Setara menurut Bonar pun mengeluarkan pernyataan resmi untuk mendesak Pemerintah Indonesia segera merancang dan mengambil kebijakan komprehensif yang presisi sehubungan dengan keberadaan sejumlah anggota dan simpatisan ISIS asal Indonesia yang berada di kamp tahanan di Suriah dibawah otoritas Kurdi. Kekhawatiran publik di dalam negeri sangat beralasan, oleh karena itu, kehati-hatian memang diperlukan sebab menyangkut keamanan nasional.
“Ketergesa-gesaan dalam masalah ini jelas merupakan pendekatan yang tidak tepat, apalagi disinyalir beberapa di antara mereka adalah ekskombatan yang pernah bertempur sebagai tantara ISIS dan secara ideologis berwatak keras. Namun demikian, meskipun sejauh ini belum ada kesepakatan internasional mengenai bagaimana memperlakukan eks-anggota dan simpatisan ISIS, pemerintah harus realistis dan, cepat atau lambat, mesti mengambil sikap. Oleh karena itu, Pemerintah harus segera menyusun rencana kontingensi dan strategi yang menyeluruh mengenai keberadaan eks-anggota dan simpatan ISIS asal Indonesia,” ungkapnya pada wartawan melalui rilis, Jumat (7/2/2020).
Meski demikian, Setara juga mengingatkan pemerintah untuk bisa mengambil keputusan tepat terutama untuk anak-anak dengan usia 9 tahun ke bawah. Pasalnya, kondisi kamp pengungsian di bawah otoritas Kurdi tak begitu baik untuk fisik dan psikologis anak-anak tersebut.
“Otoritas Kurdi menyatakan bahwa keberadaan mereka (eks-ISIS) hanya menjadi beban bagi mereka, bukan hanya sosial-ekonomi, tapi juga keamanan. Namun, belum ada respons memadai dari dunia internasional. Meskipun demikian, sejumlah negara sudah mengambil tindakan secara parsial. Jerman dan Australia sudah mengambil inisiatif tersendiri untuk memulangkan sejumlah anak-anak, tanpa orang tuanya. Sedangkan USA mengambil sejumlah orang untuk diadili karena berkaitan dengan kasus teror yang berjalan di pengadilan,” sambung dia
Indonesia menurut Setara harus pula memperhatikan dampak bagi anak-anak khususnya di bawah 9 tahun. Namun harus ada identifikasi menyeluruh termasuk keluarga besar juga melibatkan ahli rehabilitasi medis dan psikologi.

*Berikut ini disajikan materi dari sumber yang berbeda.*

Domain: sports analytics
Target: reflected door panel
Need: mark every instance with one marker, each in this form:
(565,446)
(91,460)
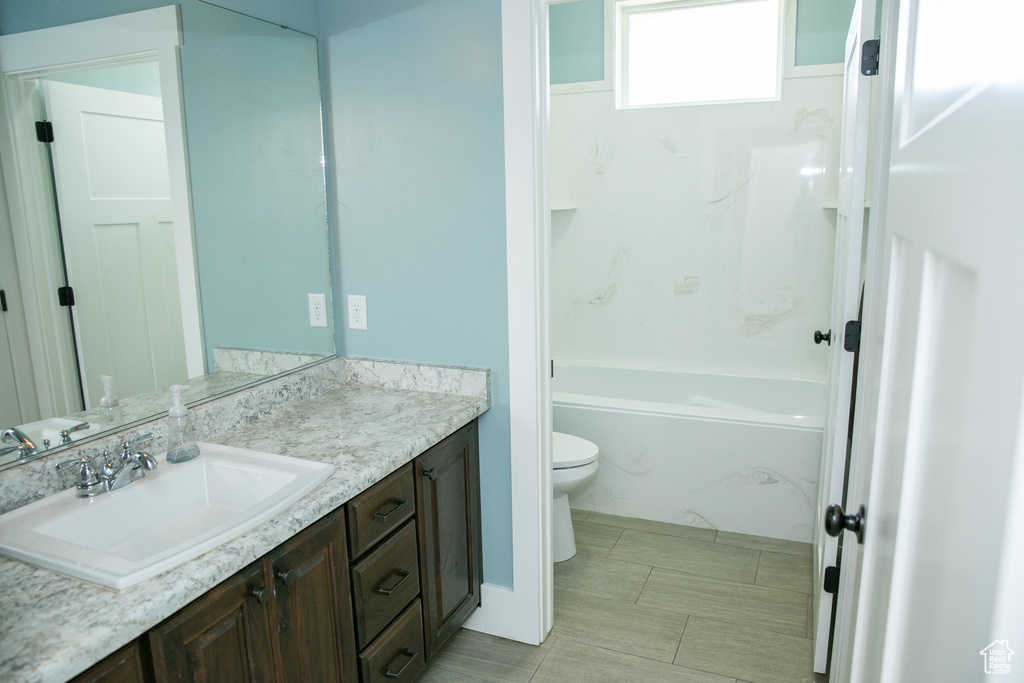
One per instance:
(110,163)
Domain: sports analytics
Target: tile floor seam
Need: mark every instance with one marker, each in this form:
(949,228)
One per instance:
(681,636)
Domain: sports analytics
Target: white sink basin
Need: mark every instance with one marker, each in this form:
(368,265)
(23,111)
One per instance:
(175,513)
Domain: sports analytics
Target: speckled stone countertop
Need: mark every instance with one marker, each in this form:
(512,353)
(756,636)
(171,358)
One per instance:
(366,418)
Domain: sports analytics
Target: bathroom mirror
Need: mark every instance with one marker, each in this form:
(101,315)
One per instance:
(219,305)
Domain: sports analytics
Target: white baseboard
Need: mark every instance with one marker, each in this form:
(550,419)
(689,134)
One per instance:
(496,615)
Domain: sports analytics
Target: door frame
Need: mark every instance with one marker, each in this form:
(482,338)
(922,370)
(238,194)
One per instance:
(525,612)
(148,35)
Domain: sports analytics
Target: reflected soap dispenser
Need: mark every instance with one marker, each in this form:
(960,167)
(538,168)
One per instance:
(110,407)
(181,443)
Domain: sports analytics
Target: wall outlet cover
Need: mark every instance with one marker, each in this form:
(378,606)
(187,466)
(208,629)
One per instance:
(317,310)
(356,311)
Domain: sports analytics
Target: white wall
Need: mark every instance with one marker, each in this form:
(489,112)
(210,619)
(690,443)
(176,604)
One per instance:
(698,237)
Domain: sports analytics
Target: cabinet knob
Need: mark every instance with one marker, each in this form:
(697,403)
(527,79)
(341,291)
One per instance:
(388,590)
(410,656)
(288,578)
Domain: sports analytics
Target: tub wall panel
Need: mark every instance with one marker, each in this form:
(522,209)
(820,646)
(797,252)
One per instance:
(731,476)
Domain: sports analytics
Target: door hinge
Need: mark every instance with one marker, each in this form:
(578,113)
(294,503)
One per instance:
(830,583)
(66,296)
(44,131)
(869,57)
(851,338)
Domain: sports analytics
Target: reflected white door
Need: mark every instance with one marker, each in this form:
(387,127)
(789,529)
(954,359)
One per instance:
(10,412)
(846,290)
(943,551)
(110,163)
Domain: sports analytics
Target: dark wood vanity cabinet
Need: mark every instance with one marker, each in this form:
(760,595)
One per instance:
(283,619)
(369,594)
(448,493)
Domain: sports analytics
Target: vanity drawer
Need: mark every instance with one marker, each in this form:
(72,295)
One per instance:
(384,583)
(397,654)
(377,511)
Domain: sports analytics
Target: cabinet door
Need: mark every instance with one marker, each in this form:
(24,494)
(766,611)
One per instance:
(313,608)
(222,637)
(448,489)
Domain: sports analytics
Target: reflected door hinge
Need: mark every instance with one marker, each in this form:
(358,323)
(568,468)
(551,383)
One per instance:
(66,296)
(851,337)
(830,583)
(869,57)
(44,131)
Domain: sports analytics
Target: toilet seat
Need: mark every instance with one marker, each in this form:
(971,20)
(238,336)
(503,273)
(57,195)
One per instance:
(568,451)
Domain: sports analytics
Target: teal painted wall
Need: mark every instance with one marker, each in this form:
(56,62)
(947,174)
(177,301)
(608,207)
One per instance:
(416,124)
(821,30)
(18,15)
(576,37)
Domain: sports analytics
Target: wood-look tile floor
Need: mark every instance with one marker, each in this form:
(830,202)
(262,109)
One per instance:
(650,601)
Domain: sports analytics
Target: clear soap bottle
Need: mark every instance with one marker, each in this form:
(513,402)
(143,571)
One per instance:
(181,443)
(110,407)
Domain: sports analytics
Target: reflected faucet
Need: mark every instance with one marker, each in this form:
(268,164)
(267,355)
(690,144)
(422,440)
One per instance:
(24,443)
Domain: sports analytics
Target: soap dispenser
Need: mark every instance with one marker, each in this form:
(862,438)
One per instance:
(181,443)
(110,407)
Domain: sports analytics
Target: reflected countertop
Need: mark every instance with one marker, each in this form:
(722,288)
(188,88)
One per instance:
(366,418)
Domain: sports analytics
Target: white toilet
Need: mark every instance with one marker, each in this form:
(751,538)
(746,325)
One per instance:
(574,464)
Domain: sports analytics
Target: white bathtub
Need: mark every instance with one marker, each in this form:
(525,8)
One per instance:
(735,454)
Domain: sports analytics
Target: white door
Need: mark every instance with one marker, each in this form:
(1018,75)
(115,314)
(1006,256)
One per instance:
(10,411)
(943,552)
(846,290)
(118,238)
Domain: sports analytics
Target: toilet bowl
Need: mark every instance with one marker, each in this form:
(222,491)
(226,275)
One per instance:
(574,464)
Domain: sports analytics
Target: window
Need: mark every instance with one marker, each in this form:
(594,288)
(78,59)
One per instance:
(697,51)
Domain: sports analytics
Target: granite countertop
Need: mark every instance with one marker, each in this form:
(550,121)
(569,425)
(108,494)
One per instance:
(53,627)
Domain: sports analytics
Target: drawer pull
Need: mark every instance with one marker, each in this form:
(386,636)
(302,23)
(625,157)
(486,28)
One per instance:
(402,575)
(262,594)
(384,516)
(397,674)
(288,578)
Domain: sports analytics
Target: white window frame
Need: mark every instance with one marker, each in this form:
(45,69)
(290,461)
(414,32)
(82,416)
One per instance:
(609,37)
(792,70)
(625,7)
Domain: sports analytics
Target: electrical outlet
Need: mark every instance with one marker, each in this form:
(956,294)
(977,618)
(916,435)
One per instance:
(317,310)
(356,311)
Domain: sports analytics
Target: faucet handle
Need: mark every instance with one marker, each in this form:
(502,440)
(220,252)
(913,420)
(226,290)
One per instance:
(66,433)
(86,476)
(128,445)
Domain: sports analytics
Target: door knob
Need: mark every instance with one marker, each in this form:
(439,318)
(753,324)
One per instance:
(837,521)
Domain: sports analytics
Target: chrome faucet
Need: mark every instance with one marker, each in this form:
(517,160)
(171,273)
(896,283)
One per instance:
(24,444)
(66,433)
(129,467)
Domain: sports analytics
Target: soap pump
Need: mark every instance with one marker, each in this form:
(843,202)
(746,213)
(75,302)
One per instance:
(110,407)
(181,443)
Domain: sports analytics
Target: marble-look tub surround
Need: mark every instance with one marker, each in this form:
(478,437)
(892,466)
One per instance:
(367,418)
(696,236)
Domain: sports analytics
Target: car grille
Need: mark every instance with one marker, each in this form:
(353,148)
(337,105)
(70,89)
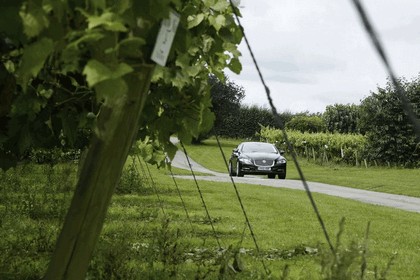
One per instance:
(264,162)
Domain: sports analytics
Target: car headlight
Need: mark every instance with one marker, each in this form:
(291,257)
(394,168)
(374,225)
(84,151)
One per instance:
(281,160)
(245,161)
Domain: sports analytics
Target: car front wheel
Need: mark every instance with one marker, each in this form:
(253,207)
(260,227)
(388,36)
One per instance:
(238,170)
(231,173)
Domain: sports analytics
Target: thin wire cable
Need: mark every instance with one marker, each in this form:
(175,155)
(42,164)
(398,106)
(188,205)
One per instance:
(373,35)
(153,186)
(281,125)
(182,200)
(201,196)
(248,223)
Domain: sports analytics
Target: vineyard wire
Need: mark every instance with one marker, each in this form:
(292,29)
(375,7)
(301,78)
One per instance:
(182,200)
(248,223)
(279,122)
(201,196)
(378,46)
(153,186)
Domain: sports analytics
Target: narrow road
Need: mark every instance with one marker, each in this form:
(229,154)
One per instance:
(390,200)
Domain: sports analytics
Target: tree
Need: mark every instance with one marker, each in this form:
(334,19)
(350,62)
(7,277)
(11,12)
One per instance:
(226,102)
(391,137)
(71,63)
(341,118)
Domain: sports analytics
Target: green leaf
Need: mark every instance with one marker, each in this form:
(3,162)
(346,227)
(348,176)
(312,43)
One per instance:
(97,72)
(217,22)
(108,20)
(110,90)
(131,47)
(235,65)
(33,58)
(34,19)
(195,20)
(220,5)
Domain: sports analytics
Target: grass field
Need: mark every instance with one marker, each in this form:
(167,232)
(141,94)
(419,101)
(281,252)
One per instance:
(147,234)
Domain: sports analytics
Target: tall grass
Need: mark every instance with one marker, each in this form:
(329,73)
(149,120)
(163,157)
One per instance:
(144,239)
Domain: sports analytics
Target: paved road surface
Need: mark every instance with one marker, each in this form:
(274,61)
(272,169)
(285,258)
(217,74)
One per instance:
(396,201)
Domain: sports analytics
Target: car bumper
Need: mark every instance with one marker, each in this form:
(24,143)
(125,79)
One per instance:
(253,169)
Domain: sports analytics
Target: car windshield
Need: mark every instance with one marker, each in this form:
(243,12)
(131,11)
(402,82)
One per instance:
(258,148)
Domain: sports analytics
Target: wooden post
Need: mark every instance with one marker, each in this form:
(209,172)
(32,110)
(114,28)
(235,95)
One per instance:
(101,169)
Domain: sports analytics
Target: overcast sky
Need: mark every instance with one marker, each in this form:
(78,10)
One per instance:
(315,53)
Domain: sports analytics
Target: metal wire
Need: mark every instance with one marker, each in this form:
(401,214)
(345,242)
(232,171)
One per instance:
(153,186)
(201,196)
(182,200)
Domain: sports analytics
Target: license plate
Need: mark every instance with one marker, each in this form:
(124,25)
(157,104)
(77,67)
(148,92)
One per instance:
(264,168)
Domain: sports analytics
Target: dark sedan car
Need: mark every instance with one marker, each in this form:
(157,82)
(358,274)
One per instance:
(257,158)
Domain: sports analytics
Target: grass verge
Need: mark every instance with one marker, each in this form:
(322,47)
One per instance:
(381,179)
(147,234)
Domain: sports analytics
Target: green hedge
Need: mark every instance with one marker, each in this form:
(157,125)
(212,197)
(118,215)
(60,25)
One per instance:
(336,147)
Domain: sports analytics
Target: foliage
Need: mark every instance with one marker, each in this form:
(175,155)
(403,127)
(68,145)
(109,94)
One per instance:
(306,123)
(341,118)
(61,61)
(336,147)
(350,262)
(226,102)
(246,122)
(390,135)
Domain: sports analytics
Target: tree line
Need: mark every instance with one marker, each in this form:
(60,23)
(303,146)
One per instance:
(380,119)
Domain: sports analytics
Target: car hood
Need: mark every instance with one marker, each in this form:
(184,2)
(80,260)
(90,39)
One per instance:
(258,156)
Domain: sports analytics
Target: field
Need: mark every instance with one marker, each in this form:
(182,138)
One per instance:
(148,234)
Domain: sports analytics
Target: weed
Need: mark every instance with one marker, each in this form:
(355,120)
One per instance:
(350,262)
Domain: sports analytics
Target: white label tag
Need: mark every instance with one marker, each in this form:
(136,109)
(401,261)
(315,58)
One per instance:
(165,38)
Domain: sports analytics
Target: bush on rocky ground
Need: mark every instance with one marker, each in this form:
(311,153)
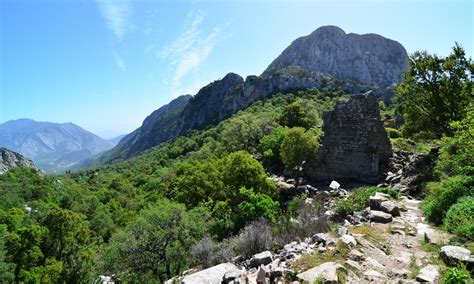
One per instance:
(442,195)
(358,200)
(460,218)
(457,275)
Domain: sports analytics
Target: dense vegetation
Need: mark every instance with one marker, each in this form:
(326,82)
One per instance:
(206,196)
(201,189)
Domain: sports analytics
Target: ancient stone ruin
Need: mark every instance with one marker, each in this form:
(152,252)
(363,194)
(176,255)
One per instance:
(355,145)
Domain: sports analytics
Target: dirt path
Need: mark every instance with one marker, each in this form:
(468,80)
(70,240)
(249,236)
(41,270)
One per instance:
(399,254)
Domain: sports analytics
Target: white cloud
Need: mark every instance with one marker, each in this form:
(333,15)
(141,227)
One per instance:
(189,50)
(119,61)
(117,15)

“Semakin lama anak-anak itu tinggal di kamp tahanan, atmosfer yang buruk di kamp akan berdampak pada mereka, baik secara fisik maupun psikis. Semakin lama mereka disana, justru akan semakin terpapar oleh paham ekstrem ISIS dan dampak buruk situasi ekstrem disana. Apalagi dari sejumlah pemberitaan internasional, para perempuan yang masih keras ideologisnya berusaha mempertahankan pengaruhnya dan menekan perempuan lainnya yang berusaha moderat untuk tetap bertahan pada paham keagamaan dan politik ekstremnya. Sejalan dengan pemulangan anak-anak tersebut, dibutuhkan identifikasi keluarga besar mereka serta perancangan peran mereka dan para ahli rehabilitasi medis dan psikologis,” imbuhnya lagi.
Halili, Direktur Riset Setara Institute juga mengingatkan para politisi agar tidak memanfaatkan momentum isu pengembalian eks-ISIS tersebut untuk kepentingan partisan kelompok. Pendekatan kepentingan kelompok, apalagi sekedar untuk insentif elektoral pada hajatan-hajatan Pemilu ke depan, sama sekali tidak relevan untuk digunakan.
“Politisi untuk tidak menggunakan pertimbangan partisan kelompoknya dalam isu pemulangan warga eks-ISIS ke Indonesia. Pendekatan kepentingan kelompok, apalagi sekedar untuk insentif elektoral pada hajatan-hajatan Pemilu ke depan, sama sekali tidak relevan untuk digunakan. Kenegarawanan seluruh elit sangat dibutuhkan untuk mencermati dan mendekati kerumitan isu pemulangan eks-ISIS ini,” tegas dia.